The ability to predict and distinguish overall outcomes would provide clinicians and the social services with better tools to estimate the disease prognosis, manage the patients, and plan for the future. It is important to recognize and treat patients with a better probability of response or a more aggressive course of AD as early as possible [56]. Knowledge and awareness of critical characteristics that may influence the response to, and outcome of, pharmaceutical trials are important. To improve the management of patients and enhance the efficacy of ChEI therapy and its cost benefits, it is essential to understand factors that influence response to treatment and longitudinal outcome in a routine clinical setting. For example, the patients that had more cognitive impairment in our study exhibited a better response to therapy, stressing the importance of not excluding this group from treatment opportunities.

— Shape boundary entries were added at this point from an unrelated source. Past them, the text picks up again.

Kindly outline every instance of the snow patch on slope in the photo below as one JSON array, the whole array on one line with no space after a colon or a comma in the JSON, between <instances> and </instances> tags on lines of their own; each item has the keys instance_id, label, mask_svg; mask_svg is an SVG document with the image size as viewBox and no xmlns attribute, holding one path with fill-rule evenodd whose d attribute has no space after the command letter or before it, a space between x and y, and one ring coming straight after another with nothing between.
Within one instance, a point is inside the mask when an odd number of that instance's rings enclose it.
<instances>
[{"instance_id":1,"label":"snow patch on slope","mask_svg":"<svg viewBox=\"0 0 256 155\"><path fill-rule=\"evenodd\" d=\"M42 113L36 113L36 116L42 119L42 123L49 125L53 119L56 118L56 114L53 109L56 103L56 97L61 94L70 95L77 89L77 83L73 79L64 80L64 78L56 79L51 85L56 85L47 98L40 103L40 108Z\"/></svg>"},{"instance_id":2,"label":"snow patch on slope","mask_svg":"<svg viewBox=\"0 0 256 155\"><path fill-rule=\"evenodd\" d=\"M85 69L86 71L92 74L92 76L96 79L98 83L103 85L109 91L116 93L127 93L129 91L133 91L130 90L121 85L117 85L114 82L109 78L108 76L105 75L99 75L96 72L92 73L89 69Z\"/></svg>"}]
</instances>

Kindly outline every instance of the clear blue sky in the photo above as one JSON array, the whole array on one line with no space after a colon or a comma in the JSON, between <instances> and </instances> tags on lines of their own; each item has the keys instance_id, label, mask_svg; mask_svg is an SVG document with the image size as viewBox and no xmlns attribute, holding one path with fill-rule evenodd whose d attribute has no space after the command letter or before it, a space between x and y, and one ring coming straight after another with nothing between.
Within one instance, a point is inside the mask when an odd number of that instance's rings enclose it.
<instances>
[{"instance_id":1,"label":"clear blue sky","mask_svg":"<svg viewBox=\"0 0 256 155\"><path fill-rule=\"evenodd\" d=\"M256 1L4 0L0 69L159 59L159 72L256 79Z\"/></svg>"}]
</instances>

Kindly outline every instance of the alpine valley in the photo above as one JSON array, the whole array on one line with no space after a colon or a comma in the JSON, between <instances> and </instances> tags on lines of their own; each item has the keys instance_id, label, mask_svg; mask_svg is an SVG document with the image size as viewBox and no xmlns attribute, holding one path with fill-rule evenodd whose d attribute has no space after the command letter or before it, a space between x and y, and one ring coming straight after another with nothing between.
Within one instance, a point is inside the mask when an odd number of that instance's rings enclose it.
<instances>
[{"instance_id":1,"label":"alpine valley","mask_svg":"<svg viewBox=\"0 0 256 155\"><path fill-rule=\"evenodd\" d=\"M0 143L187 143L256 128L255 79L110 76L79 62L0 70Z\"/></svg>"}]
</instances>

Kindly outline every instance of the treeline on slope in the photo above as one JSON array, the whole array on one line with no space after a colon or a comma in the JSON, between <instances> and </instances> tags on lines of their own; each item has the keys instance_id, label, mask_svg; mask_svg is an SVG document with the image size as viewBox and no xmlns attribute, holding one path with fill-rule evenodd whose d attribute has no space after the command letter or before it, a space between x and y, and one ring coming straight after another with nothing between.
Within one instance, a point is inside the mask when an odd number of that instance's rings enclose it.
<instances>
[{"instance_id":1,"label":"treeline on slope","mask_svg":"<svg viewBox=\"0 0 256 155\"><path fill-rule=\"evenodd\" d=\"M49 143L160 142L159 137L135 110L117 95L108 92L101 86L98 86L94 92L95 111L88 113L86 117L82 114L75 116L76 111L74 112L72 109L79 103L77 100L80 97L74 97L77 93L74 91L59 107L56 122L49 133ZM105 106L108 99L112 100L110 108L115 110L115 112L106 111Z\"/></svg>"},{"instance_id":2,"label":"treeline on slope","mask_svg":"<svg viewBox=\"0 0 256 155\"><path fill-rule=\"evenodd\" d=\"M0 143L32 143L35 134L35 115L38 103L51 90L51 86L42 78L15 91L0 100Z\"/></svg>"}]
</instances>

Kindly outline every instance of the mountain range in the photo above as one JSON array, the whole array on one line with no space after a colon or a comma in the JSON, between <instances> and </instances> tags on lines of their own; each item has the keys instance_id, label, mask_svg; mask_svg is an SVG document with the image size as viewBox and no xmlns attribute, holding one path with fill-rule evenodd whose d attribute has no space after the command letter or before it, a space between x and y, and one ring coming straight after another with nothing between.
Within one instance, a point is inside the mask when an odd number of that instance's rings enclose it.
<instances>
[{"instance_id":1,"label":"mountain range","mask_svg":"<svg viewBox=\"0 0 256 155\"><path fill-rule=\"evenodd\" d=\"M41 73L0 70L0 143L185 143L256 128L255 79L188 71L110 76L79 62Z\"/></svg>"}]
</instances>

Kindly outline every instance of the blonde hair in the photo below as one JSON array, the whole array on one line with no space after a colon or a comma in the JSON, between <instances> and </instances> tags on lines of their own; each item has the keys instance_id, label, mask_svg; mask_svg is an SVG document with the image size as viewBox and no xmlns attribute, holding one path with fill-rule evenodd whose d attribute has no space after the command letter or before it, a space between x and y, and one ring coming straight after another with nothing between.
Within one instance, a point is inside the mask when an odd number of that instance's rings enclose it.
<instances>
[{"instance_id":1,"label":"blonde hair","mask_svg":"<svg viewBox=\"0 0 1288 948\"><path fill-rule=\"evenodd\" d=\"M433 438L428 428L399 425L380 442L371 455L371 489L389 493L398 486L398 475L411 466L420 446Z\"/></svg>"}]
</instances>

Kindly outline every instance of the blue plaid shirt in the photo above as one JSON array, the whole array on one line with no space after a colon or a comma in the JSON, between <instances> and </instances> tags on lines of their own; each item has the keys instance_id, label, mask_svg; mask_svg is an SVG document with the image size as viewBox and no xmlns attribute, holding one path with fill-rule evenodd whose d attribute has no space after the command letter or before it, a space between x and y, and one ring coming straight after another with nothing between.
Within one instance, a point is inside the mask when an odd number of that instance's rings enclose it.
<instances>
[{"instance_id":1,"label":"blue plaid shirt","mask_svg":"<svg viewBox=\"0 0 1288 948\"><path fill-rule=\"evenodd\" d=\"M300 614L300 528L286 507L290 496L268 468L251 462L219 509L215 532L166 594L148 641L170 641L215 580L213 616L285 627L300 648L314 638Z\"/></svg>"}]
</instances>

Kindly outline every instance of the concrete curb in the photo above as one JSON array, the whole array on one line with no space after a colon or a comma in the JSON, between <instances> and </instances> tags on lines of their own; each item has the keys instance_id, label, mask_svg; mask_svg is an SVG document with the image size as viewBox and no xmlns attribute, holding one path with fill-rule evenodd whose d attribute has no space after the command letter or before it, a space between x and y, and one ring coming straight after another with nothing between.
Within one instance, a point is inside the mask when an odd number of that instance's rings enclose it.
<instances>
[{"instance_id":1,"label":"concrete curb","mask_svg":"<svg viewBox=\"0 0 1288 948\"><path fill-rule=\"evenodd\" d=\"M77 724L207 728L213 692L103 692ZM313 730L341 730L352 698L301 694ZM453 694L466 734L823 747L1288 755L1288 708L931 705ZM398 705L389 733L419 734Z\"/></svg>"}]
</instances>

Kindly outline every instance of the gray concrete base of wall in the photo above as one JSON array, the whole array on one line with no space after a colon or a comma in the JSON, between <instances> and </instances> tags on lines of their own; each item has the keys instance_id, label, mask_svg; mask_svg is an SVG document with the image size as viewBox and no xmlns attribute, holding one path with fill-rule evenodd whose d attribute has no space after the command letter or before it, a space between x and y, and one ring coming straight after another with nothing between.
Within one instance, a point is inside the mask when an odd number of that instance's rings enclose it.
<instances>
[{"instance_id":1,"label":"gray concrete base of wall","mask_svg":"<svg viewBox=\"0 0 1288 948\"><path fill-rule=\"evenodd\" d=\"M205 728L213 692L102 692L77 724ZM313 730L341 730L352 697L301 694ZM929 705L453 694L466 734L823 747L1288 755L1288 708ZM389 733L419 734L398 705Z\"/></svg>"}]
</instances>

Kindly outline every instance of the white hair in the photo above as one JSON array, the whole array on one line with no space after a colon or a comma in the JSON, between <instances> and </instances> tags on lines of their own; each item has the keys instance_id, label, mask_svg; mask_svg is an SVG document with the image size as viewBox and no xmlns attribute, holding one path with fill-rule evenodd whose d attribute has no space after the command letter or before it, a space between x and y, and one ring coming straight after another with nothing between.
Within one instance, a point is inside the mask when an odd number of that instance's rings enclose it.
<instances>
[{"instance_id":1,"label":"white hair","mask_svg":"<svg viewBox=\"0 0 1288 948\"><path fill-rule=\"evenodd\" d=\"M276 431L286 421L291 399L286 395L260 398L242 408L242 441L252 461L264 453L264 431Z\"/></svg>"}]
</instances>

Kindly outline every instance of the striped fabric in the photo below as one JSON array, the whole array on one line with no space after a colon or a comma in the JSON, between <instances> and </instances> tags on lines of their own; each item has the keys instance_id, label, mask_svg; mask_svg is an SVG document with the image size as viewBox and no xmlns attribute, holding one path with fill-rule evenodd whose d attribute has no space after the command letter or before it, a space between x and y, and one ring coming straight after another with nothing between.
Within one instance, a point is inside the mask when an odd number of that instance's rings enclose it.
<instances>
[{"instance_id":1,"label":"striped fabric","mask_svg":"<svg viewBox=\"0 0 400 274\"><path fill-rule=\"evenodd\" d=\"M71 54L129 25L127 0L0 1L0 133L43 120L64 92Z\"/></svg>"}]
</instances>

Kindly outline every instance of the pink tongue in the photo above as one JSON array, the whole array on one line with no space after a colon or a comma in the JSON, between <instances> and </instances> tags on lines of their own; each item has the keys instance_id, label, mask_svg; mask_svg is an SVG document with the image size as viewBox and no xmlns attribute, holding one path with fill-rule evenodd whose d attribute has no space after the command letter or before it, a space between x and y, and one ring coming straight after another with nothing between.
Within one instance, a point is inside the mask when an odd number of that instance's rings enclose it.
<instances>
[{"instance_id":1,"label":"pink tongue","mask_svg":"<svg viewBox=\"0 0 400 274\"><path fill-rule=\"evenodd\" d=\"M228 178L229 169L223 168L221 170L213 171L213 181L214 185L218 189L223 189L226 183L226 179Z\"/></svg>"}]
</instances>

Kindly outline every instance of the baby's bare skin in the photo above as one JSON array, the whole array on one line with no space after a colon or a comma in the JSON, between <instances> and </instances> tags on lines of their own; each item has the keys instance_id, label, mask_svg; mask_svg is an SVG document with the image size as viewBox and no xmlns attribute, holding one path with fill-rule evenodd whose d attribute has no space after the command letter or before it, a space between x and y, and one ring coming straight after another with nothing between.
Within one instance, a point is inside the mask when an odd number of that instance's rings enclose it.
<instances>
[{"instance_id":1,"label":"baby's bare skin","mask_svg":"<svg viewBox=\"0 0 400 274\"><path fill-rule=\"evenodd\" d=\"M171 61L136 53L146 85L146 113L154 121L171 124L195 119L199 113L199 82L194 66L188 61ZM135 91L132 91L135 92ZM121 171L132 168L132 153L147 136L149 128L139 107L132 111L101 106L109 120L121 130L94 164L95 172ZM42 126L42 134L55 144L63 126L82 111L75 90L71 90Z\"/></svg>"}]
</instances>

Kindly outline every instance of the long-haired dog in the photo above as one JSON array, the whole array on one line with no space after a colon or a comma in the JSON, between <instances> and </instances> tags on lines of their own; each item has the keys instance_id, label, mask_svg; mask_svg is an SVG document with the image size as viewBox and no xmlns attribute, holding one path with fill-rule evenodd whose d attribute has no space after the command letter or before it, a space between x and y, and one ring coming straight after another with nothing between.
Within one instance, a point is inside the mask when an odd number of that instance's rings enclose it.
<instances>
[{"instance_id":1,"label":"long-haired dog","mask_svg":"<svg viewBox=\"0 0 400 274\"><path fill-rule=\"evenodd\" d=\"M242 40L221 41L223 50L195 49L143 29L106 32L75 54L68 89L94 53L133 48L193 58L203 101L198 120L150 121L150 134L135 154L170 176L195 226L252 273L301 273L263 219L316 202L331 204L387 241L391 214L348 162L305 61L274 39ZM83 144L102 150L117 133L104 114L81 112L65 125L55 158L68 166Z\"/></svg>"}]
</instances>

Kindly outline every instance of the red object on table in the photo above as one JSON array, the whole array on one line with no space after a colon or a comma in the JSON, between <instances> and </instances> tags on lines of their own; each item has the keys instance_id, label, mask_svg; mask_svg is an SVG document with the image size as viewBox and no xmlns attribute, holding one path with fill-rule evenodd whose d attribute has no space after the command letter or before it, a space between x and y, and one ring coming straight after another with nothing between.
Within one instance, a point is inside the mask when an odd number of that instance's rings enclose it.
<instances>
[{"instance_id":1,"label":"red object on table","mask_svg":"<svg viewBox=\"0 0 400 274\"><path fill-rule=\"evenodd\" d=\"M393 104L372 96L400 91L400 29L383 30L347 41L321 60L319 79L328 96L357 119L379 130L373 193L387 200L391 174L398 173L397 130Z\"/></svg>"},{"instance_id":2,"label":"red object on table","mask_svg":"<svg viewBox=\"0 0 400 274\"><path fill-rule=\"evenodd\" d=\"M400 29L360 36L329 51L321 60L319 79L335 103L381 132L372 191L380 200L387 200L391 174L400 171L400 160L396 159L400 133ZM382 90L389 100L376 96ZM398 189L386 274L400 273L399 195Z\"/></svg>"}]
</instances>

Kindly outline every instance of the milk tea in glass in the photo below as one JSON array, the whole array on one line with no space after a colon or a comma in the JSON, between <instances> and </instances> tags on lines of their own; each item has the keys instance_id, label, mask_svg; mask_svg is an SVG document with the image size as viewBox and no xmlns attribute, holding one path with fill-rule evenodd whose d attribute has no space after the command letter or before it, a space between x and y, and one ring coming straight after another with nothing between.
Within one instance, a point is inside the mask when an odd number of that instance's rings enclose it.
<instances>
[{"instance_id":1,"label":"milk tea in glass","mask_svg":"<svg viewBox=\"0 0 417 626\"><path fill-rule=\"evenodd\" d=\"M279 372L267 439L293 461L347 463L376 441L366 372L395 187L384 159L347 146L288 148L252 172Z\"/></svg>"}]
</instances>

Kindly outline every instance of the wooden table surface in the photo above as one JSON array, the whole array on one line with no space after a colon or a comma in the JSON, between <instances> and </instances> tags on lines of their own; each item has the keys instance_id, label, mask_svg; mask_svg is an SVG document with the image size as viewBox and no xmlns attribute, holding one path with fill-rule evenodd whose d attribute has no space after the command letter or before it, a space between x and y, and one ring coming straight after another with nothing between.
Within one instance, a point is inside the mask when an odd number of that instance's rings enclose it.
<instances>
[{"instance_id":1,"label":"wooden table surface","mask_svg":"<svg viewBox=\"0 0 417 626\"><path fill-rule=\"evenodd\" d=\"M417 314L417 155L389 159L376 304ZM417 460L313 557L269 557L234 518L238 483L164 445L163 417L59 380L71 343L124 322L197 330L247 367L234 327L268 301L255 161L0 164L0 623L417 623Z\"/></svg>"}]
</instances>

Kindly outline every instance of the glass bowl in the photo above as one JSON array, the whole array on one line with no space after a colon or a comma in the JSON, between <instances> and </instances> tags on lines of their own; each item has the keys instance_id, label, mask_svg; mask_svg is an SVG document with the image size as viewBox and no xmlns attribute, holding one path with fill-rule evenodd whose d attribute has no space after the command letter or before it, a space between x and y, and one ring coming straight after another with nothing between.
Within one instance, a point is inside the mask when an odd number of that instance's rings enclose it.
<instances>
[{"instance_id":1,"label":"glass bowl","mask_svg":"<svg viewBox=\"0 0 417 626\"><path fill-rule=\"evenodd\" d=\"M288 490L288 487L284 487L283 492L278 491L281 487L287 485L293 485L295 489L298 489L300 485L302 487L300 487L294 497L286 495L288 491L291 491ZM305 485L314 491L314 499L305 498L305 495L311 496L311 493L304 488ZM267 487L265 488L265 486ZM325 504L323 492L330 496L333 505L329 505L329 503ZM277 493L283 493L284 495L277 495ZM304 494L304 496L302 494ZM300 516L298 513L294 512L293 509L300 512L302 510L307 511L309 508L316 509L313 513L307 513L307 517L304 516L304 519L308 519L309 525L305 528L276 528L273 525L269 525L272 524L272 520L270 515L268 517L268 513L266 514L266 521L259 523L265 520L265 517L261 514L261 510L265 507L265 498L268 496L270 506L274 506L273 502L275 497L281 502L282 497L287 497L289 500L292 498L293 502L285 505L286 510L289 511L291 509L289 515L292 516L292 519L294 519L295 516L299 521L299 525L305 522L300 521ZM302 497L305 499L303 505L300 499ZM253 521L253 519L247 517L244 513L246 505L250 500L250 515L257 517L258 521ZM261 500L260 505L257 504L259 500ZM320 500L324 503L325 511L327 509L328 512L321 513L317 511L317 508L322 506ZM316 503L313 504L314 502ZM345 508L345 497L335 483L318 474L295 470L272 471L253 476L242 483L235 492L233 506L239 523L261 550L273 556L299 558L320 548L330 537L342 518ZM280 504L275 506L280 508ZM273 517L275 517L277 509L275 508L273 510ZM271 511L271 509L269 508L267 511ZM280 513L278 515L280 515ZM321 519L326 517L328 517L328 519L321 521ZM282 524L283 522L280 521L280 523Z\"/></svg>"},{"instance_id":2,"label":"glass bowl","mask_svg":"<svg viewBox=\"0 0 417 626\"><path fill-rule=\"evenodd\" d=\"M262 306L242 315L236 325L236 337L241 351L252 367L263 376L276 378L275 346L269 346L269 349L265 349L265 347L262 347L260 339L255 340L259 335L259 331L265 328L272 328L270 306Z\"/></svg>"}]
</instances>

In conclusion, this study showed that male gender, older age, absence of the APOE ε4 allele, and NSAID/acetylsalicylic acid treatment or a higher mean dose of ChEI were predictors of better response to ChEI therapy and of a more favorable longitudinal outcome. Lower cognitive ability at baseline was a predictor of improved response to ChEI treatment. The long-term outcome was better for patients with a higher cognitive level at the start of therapy or for less-educated individuals. The demographic and clinical composition of the AD cohort under study may be one of the explanations for the heterogeneity of results observed in different studies. Future studies are warranted to investigate differences in response to treatment and longitudinal outcome based on various patient characteristics. Long-term protective effects, such as the possible impact of NSAIDs or other protective treatments, may take years to develop. The knowledge gained from naturalistic ChEI treatment studies will continue to be important.